For the proof-of-concept study with the flu, he said, there's not much downside. Volunteers are likely to get better care because everyone would be tested and screened for approved antivirals and no one would get the drugs who shouldn't.
He also said there is a pressing need to speed approvals for new therapies, especially those meant for outbreaks of serious infectious diseases. Flu offers an invaluable opportunity to prepare for future public health emergencies because so many are sickened each year.
Wynia also serves on the National Academy of Medicine's Forum on Medical and Public Health Preparedness for Catastrophic Events, which he said has held workshops on how to conduct rapid research during public health emergencies. The Hopkins study would be an example for others, he said.
"It's actually unethical not to do these kinds of projects," he said. "When Ebola is at our shores, it's not the same as a flu epidemic. The level of fear changes, the capacity to walk people into a room and get consent gets harder. This [study] will show what you can do in a real epidemic."
Another potential benefit of cutting the approval time for essential new drugs aimed at disasters is reducing their development cost, often estimated at more than $1 billion, Wynia said. That could lure more pharmaceutical companies to develop therapies that might rarely be needed but are dangerous to go without.
The Hopkins study is being undertaken with $4.2 million in federal funding under a cooperative agreement with the Biomedical Advanced Research and Development Authority, or BARDA, a division of the Office of the Assistant Secretary for Preparedness and Response in the U.S. Department of Health and Human Services.
In a statement, BARDA officials agreed that time and expense could be cut significantly by more efficiently enrolling patients in trials, which also could make drugs available to patients sooner. Such a process could become especially important in reducing the level of disease and saving lives during an emerging pandemic because vaccines are unlikely to be available.
Other efforts are underway to shorten the development time for drugs and vaccines, such as using the same platform, or technology, for therapies for similar virulent infections, the officials said. Researchers also use challenge studies, in which volunteers are infected with a virus so researchers don't have to wait for people to become sick to test a treatment. The University of Maryland used such a study for a recently approved cholera vaccine it developed and is using it to test a Zika vaccine candidate.

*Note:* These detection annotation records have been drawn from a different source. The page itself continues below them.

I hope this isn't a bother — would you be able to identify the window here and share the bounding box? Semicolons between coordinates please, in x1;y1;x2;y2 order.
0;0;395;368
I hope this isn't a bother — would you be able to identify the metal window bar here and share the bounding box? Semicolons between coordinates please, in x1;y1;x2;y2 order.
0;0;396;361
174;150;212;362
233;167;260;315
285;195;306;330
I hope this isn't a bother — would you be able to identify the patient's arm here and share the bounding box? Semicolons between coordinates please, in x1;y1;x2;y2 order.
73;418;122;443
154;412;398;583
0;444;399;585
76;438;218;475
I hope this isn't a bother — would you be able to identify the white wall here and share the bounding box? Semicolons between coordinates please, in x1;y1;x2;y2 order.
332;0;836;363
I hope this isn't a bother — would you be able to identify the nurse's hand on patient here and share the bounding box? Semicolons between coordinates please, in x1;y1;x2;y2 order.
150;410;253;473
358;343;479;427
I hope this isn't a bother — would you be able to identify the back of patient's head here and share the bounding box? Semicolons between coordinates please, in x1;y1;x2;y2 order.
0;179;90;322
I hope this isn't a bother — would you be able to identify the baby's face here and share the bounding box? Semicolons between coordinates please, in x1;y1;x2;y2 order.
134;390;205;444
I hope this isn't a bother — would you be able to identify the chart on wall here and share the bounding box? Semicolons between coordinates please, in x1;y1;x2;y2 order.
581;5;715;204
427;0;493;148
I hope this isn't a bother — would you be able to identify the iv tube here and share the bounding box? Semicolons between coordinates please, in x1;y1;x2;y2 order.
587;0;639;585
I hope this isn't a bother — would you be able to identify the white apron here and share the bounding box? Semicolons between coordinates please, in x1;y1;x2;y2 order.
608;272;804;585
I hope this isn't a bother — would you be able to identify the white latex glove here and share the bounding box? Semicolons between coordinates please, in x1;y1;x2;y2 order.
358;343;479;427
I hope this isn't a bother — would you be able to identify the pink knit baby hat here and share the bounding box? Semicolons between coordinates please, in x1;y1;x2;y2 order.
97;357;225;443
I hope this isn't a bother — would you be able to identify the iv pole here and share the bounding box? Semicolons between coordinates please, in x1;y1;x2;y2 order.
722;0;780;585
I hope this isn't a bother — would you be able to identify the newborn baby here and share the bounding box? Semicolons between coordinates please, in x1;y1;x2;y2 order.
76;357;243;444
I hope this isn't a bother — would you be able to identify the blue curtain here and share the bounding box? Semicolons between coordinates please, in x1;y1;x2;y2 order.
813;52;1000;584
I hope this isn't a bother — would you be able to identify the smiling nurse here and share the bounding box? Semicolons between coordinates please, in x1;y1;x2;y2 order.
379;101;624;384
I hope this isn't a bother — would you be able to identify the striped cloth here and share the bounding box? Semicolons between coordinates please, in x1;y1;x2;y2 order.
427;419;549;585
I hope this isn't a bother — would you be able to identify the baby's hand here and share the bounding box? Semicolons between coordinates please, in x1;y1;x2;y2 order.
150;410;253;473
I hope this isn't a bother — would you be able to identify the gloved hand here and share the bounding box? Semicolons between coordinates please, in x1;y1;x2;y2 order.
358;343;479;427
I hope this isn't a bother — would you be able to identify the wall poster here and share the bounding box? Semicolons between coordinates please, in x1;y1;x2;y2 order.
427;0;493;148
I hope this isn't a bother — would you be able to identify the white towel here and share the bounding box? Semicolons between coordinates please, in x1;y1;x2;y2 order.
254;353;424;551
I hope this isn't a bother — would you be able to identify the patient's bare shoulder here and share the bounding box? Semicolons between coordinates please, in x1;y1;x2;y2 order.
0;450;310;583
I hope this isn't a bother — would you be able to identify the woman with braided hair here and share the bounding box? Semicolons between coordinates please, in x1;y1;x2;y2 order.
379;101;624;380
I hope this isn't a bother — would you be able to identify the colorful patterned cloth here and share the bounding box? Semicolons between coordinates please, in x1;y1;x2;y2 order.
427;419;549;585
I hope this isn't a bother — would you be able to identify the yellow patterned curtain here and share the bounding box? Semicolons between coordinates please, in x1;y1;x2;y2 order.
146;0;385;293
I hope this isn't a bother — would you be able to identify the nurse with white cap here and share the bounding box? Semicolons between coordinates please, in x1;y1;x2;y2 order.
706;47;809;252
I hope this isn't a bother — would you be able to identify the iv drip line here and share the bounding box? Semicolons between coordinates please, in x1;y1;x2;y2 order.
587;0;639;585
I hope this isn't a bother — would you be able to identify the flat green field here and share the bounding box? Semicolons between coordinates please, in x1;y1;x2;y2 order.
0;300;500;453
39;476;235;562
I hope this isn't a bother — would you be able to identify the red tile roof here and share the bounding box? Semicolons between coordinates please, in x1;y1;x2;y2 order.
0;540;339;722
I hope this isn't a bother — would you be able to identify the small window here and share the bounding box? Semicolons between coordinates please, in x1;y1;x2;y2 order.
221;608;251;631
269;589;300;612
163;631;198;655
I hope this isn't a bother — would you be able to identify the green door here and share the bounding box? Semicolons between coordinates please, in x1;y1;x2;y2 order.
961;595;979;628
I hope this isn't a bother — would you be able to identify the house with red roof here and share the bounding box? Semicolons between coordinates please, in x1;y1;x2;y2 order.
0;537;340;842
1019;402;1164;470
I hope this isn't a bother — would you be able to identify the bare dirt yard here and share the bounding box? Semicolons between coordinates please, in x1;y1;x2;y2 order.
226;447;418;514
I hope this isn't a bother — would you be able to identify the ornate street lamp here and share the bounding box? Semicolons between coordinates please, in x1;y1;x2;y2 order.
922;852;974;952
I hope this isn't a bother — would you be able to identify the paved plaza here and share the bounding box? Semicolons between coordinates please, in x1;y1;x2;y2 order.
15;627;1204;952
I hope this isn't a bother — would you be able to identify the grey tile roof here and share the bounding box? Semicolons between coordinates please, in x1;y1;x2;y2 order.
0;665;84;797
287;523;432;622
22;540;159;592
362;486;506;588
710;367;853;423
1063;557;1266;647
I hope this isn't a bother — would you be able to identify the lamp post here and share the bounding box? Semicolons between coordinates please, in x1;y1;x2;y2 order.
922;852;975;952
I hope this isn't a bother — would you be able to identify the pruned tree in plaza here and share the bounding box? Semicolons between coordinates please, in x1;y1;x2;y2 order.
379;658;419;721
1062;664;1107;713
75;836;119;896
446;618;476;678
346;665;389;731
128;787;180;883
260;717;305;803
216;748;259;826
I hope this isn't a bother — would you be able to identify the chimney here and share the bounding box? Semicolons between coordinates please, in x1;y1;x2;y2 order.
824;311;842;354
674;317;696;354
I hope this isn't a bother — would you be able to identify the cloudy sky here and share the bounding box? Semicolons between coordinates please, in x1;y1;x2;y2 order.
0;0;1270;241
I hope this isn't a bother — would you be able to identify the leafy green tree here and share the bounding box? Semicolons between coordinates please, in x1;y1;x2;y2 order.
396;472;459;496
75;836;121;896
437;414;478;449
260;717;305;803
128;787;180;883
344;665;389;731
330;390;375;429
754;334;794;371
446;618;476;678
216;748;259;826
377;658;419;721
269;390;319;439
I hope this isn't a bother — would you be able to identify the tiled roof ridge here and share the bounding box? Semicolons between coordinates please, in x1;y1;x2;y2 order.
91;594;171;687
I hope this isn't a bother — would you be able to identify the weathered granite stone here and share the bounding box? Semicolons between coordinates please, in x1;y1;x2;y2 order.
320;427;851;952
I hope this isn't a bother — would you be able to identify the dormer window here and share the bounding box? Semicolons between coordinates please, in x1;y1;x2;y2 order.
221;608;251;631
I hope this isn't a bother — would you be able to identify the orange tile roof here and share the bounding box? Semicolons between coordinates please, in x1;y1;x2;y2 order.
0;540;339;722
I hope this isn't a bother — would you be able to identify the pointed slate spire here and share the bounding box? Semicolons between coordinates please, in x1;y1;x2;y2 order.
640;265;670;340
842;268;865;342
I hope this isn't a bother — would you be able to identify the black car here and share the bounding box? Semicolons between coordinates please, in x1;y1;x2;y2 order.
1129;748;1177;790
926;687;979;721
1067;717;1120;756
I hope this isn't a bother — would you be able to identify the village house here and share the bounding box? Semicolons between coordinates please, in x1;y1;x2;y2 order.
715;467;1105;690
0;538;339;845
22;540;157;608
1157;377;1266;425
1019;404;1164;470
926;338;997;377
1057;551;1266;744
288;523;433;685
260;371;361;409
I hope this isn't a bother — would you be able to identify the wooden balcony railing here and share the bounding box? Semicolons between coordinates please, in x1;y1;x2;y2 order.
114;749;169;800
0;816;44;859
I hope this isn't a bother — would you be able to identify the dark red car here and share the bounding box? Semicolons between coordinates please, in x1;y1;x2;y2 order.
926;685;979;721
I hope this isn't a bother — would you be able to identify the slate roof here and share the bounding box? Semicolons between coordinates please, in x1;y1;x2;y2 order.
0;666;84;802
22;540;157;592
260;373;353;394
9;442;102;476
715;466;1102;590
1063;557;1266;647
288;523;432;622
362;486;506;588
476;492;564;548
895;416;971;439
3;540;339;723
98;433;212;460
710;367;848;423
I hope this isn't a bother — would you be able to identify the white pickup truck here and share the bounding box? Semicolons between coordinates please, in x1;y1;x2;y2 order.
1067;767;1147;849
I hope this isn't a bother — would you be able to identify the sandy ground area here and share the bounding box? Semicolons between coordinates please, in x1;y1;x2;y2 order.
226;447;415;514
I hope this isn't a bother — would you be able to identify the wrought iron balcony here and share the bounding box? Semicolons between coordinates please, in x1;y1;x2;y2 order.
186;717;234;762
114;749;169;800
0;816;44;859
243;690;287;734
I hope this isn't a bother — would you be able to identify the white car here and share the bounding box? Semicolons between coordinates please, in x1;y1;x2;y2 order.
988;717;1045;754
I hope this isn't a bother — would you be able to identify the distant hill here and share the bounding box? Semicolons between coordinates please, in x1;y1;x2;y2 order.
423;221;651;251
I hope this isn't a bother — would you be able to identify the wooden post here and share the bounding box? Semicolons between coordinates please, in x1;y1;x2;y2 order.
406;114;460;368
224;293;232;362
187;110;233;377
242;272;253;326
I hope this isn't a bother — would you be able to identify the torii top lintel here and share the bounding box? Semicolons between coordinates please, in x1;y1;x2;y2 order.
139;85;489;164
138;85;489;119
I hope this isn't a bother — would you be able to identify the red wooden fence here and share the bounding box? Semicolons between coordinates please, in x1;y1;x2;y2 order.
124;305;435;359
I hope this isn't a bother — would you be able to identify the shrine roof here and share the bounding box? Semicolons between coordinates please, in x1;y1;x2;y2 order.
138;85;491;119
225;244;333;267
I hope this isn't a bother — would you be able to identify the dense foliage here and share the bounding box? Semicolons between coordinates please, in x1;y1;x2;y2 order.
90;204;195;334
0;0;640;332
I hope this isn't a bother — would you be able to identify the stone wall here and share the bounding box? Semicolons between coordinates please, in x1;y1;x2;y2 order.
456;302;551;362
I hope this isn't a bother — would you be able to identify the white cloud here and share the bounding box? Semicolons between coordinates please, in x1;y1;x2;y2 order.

Emergency departments may offer another means to cut timelines, BARDA officials said, and the Hopkins study is beginning to address how to do it properly.
"The ED environment presents an ideal environment in some respects for the studies," the officials said. "Cost savings can be tremendous for more efficiently enrolling subjects into clinical trials needed to develop new and more effective therapeutics (and diagnostics) for patients."